By degrees the horror of the conviction that she could not be aroused--never more would be aroused--came pressing upon them deeper and deeper. Mark Cray wiped his hot face, and felt that he would give all he was worth to recall that one act of his--the surreptitiously conveying the chloroform to the house, which he had himself so successfully accomplished, and regarded as a cause of self-congratulation. Why had he not attended to the experienced opinion of Dr. Davenal--that Lady Oswald was one of those upon whom chloroform was not unlikely to be fatal? That it would be fatal in this case, Mark felt as certain _now_ as if the breath had actually passed for ever from her body. A horrible fear came over him, and he once more lost all calmness, all self-possession.

"Dr. Davenal, for the love of God, do not betray me! Do not let it go forth to the world as my wilful act--one you warned me against. It was a dreadful mistake. I shall carry it about with me in my heart for ever; but do not betray me to the world!"

He had seized the doctor's hands, and was pressing them nervously in his. His troubled face gazed imploringly upwards; his wailing tone of repentance struck sadly on the ear. Dr. Davenal did not immediately speak, and Mark Cray resumed.

"For Caroline's sake," he entreated. "If this mistake becomes known in all its unhappy details, my professional doom is sealed. Never again, so long as I live, as you and I are together, will I attempt to act on my opinion in opposition to yours. Be merciful to us, Dr. Davenal, and, for her and my sake, conceal it from the condemning world!"

And Dr. Davenal yielded. Ever merciful, ever striving to act in accordance with those great precepts of love and mercy which One came down eighteen hundred years ago to teach, he yielded to the prayer of the unhappy and agitated man before him. His own partner--Caroline's husband; no, he could not, would not, bring upon him the obloquy of the world.

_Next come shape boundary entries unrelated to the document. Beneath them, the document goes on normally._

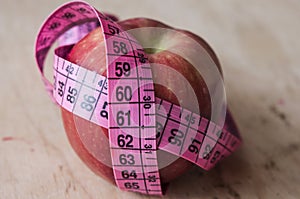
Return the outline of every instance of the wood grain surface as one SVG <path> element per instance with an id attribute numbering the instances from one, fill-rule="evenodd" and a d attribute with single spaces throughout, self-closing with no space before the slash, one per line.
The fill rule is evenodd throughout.
<path id="1" fill-rule="evenodd" d="M 39 26 L 63 1 L 0 2 L 0 198 L 155 198 L 119 191 L 70 147 L 34 60 Z M 300 198 L 300 1 L 90 1 L 204 37 L 218 54 L 243 146 L 193 168 L 163 198 Z M 49 66 L 50 68 L 50 66 Z"/>

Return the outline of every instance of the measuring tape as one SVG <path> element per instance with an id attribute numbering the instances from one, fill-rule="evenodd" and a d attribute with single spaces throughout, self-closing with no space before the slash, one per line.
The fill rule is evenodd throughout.
<path id="1" fill-rule="evenodd" d="M 84 23 L 89 30 L 70 31 Z M 50 47 L 58 38 L 66 45 L 74 43 L 74 38 L 79 40 L 98 24 L 106 45 L 107 78 L 69 62 L 66 57 L 72 46 L 62 46 L 55 50 L 52 86 L 43 72 Z M 63 35 L 68 30 L 80 35 Z M 228 131 L 227 125 L 232 124 L 229 114 L 222 128 L 156 98 L 151 68 L 145 58 L 135 38 L 85 2 L 71 2 L 58 8 L 43 24 L 36 42 L 37 64 L 52 99 L 74 115 L 108 128 L 117 186 L 162 195 L 158 149 L 209 170 L 235 151 L 241 139 L 237 132 Z"/>

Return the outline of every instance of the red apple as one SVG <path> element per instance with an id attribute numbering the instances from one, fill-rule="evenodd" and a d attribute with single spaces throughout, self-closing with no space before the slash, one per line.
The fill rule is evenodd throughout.
<path id="1" fill-rule="evenodd" d="M 118 23 L 123 27 L 124 30 L 139 27 L 162 27 L 173 29 L 172 27 L 161 22 L 145 18 L 129 19 L 120 21 Z M 208 52 L 221 72 L 221 68 L 215 53 L 202 38 L 185 30 L 177 31 L 186 34 L 198 42 Z M 160 35 L 158 37 L 161 37 L 158 38 L 158 40 L 170 39 L 165 35 Z M 146 36 L 143 39 L 147 39 Z M 101 29 L 97 28 L 73 47 L 68 56 L 69 61 L 106 76 L 105 49 L 102 41 L 103 36 Z M 185 41 L 175 40 L 175 42 L 176 45 L 185 47 L 187 50 L 189 50 L 189 46 L 185 43 Z M 206 118 L 210 118 L 211 101 L 207 86 L 202 76 L 187 60 L 179 55 L 176 55 L 175 53 L 170 52 L 169 50 L 171 49 L 164 49 L 164 46 L 157 45 L 157 49 L 146 49 L 146 52 L 148 54 L 150 63 L 167 65 L 182 74 L 185 79 L 188 80 L 196 94 L 201 115 Z M 176 76 L 173 74 L 168 74 L 168 71 L 164 71 L 164 69 L 158 67 L 153 67 L 152 74 L 154 83 L 158 80 L 160 80 L 162 83 L 160 85 L 154 85 L 155 95 L 157 97 L 175 104 L 179 104 L 180 102 L 181 106 L 189 110 L 195 109 L 194 105 L 190 101 L 190 97 L 188 97 L 190 96 L 190 93 L 188 93 L 186 85 L 178 81 Z M 176 96 L 169 88 L 176 88 L 177 90 L 180 90 L 183 94 L 182 96 L 186 97 L 178 99 L 178 96 Z M 102 162 L 103 160 L 106 160 L 107 162 L 111 161 L 109 143 L 107 140 L 108 130 L 76 115 L 73 115 L 63 108 L 61 109 L 61 112 L 68 139 L 76 153 L 96 174 L 114 183 L 112 168 L 106 164 L 103 164 Z M 174 155 L 160 151 L 158 163 L 160 164 L 162 160 L 172 156 Z M 192 163 L 189 161 L 178 158 L 170 165 L 161 168 L 159 172 L 162 183 L 168 183 L 177 176 L 180 176 L 183 172 L 187 171 L 191 165 Z"/>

"I will keep the secret, Mark Cray. Be easy. You have my promise."

The unhappy tidings were made known to the household--that their mistress could not yet be aroused from the effect of the chloroform which had been administered with a view of saving her pain; and they came flocking in. She was not dead; but she was lying still and motionless: and the means for recalling life went on. Mark Cray continued his efforts when all hope was gone, trying every means, probable and improbable, in his madness. Had a battery been at hand he would have essayed galvanism.

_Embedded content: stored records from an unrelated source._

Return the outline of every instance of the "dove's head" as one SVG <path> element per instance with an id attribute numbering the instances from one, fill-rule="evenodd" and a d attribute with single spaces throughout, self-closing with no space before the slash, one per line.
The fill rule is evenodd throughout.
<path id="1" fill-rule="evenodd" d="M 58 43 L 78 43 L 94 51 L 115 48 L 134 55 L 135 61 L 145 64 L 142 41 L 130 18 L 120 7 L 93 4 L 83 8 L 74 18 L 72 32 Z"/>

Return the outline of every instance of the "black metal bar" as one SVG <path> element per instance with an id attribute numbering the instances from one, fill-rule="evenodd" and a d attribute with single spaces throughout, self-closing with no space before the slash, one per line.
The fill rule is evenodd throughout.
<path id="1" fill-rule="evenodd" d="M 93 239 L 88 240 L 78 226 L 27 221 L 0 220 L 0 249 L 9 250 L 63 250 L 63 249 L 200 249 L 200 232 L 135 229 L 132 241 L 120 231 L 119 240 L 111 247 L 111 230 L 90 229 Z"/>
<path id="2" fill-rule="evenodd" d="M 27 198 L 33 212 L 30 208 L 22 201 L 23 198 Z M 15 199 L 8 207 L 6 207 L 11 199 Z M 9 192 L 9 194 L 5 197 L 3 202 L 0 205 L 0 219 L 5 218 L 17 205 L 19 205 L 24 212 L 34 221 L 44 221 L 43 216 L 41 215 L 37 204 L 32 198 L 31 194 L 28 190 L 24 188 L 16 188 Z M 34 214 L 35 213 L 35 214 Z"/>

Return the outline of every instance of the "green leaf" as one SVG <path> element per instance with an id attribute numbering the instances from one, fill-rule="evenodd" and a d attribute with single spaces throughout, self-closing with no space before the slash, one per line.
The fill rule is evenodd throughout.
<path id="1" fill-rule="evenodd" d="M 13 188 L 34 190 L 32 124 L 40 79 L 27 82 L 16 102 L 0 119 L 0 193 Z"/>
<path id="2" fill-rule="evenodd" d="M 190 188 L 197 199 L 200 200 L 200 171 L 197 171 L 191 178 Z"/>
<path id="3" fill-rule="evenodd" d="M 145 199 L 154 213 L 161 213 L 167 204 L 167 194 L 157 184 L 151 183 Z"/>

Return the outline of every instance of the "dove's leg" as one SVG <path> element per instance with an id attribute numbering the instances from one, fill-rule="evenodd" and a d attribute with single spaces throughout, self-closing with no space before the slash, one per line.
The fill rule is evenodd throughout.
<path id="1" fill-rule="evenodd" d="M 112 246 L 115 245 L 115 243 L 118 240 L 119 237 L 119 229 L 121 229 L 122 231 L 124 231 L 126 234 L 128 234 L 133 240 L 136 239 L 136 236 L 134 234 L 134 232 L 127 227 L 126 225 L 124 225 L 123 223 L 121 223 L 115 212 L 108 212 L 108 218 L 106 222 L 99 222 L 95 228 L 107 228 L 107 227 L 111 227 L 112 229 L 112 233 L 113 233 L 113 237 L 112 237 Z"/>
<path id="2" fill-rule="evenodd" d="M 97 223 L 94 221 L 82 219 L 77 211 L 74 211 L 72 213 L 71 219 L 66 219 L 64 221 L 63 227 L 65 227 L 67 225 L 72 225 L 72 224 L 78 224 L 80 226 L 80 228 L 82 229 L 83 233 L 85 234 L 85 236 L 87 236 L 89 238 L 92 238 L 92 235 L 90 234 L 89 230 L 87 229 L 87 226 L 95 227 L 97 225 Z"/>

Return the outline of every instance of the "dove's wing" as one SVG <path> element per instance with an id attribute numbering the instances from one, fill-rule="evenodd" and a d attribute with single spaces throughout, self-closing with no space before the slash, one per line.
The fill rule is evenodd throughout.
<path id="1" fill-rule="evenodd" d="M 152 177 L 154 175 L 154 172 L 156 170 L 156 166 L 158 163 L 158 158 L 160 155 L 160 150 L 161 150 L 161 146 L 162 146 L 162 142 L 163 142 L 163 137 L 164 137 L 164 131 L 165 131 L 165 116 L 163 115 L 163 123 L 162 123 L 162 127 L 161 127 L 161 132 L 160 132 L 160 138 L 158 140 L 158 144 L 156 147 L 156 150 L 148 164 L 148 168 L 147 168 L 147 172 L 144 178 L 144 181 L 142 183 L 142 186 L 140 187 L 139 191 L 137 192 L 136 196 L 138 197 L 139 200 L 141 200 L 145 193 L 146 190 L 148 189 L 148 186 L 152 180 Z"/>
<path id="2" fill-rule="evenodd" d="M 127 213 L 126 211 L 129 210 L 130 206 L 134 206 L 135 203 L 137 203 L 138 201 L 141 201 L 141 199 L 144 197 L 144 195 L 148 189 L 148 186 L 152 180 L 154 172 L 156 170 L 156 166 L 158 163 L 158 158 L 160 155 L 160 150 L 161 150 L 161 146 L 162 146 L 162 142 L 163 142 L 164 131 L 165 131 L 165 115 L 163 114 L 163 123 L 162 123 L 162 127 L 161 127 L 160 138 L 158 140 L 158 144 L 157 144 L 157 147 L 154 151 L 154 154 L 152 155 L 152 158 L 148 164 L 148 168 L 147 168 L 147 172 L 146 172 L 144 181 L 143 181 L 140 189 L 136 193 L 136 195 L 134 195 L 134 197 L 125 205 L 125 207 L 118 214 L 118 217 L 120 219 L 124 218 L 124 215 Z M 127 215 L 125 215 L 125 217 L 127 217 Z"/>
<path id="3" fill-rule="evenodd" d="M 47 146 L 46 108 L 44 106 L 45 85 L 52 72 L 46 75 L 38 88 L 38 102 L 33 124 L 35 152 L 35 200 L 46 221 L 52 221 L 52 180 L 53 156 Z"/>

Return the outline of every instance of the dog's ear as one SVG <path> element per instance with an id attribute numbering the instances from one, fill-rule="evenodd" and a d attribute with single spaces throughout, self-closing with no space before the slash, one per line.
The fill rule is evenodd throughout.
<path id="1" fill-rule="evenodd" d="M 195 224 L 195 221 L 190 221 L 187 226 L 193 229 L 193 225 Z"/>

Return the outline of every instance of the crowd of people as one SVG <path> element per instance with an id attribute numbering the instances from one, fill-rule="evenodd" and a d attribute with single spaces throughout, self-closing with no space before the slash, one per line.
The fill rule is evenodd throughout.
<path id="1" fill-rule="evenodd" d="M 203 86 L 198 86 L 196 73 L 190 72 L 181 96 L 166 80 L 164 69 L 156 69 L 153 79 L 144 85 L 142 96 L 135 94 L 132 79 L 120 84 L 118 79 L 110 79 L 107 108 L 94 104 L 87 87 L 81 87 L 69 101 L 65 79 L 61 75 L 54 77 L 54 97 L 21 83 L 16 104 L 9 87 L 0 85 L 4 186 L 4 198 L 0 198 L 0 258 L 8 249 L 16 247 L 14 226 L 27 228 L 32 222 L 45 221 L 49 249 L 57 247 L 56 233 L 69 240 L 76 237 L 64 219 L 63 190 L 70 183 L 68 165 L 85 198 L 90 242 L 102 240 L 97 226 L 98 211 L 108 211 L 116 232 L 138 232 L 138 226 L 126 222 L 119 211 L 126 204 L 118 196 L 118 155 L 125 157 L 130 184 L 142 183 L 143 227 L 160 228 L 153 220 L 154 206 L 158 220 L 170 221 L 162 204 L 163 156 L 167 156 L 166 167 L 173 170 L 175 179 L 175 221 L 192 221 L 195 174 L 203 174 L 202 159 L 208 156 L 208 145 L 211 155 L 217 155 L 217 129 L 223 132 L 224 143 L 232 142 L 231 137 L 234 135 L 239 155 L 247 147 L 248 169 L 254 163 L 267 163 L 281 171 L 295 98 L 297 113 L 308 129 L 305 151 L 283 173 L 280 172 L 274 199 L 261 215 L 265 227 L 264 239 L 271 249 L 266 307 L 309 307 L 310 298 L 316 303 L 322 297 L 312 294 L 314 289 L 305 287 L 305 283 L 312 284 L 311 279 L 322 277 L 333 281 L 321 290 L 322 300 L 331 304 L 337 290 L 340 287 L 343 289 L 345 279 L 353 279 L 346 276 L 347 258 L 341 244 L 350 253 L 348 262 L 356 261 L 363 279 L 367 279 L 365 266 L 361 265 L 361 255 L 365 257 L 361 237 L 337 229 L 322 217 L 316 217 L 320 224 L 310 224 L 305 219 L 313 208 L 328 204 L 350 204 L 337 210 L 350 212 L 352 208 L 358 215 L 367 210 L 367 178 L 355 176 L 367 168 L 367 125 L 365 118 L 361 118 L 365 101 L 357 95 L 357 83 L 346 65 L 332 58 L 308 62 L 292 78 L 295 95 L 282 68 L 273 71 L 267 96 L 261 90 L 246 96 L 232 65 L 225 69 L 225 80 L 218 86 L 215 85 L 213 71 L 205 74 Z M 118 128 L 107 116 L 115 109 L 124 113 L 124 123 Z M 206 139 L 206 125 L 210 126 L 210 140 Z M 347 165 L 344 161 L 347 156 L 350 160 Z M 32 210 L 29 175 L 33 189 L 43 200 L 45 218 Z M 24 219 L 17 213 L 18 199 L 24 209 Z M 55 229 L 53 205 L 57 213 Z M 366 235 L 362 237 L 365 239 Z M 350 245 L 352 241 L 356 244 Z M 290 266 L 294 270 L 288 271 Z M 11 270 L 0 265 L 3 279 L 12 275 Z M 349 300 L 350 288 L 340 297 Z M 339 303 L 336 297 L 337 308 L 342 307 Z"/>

Alas! they might as well have sought to arouse a stone statue. Never more would there be any arousing for poor Lady Oswald in this world. Death was claiming her: uncompromising, not-to-be-denied death!

Parkins, considerably recovered from her own attack, but in a shaky and tearful state, had come into the room with the rest. Parkins seemed inclined to rebel at the state of things; to question everybody, to cast blame somewhere.

"Why should chloroform have been given to her!" she asked of Mr. Cray.

"It was given with a view to deaden the pain," was Mark's short answer.

"But, sir, the operation was all but begun, if not begun, when I--when I---fainted: and there had been no question then of giving her chloroform."

"No, and it was your fainting that did three parts of the mischief," savagely returned Mr. Cray, who felt it the greatest relief to be able to lay the blame upon somebody. "It put her into a most undesirable state of agitation. I should think you must have heard her shriek, in spite of your fainting-fit."

The words, the angry tone, completely did for Parkins, and she subsided into tears again. A few minutes, and Dr. Davenal turned from the ill-fated lady to her servants standing there.

"It is all over. She is gone."

And the doctor looked at his watch, and found that only one poor hour had elapsed since he had entered the house to perform that operation which had altogether terminated so fatally.